The Paleontology of North America

the Precambrian - 4000 to 543 Million Years Ago

Paleontology and Paleoclimate: Earth was formed approximately 4.5 billion years ago (bya). For nearly 4 billion years after that, or roughly seven-eighths of the Earth's history, the only living things on Earth were single-celled organisms. This immense stretch of time is called the Precambrian, which can be divided into two eons: the Archean (approx. 4 bya to 2.5 bya) and the Proterozoic (2.5 bya to 543 million years ago). Some of the most important events in biological history took place during the Precambrian. Consider that the Earth formed, life originated, the first tectonic plates formed and began to move, eukaryotic cells evolved, the atmosphere became enriched in oxygen—and just before the end of the Precambrian, during a time interval called the Ediacaran (600-542 million years ago), complex multicellular organisms, including the first animals, evolved. Paleogeography: Rodinia, the oldest supercontinent for which we have some record, formed during the middle Proterozoic (~ 1100 million years ago) with North America in the center, South America to the east, and Australia and Antarctica to the west. When the Panthalassic Ocean formed about 750 million years ago, Rodinia was split into two parts. One part (North America) moved south, crossing the pole, while the other (Antarctica, Australia, India, Arabia, and parts of China) headed toward the North Pole.

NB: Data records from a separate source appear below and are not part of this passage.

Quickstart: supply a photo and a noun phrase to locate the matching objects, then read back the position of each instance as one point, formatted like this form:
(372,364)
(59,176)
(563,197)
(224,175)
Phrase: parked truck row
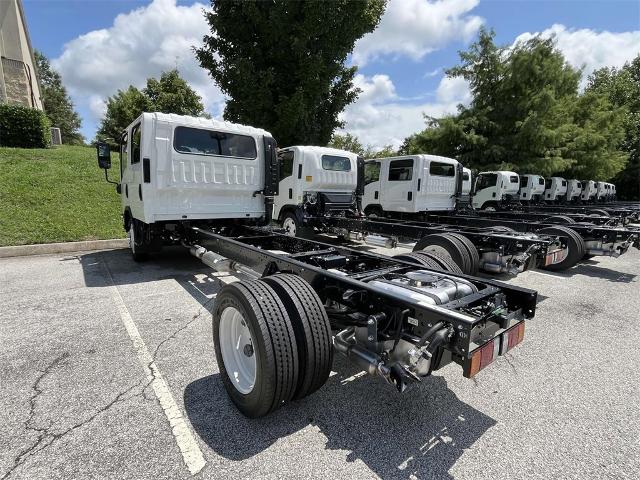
(215,187)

By the end of the Precambrian (~ 600 million years ago), these two parts collided with the newly formed Congo craton (north-central Africa) and formed the supercontinent Pannotia.

North America Today

Most of what we know as present-day North America was underwater during the Precambrian. Later, limestones, sandstones, and shales were deposited on top of the Precambrian deposits, as North America was periodically covered by shallow seas or received sediments from higher ground. Several continental collisions pushed Precambrian basement rocks up, exposing them in mountainous regions like the Rockies and the Appalachians, as well as in the Canadian Shield (throughout Wisconsin, Minnesota, Michigan, New York, and East Central Canada). However, Precambrian rocks underlie the majority of North America today.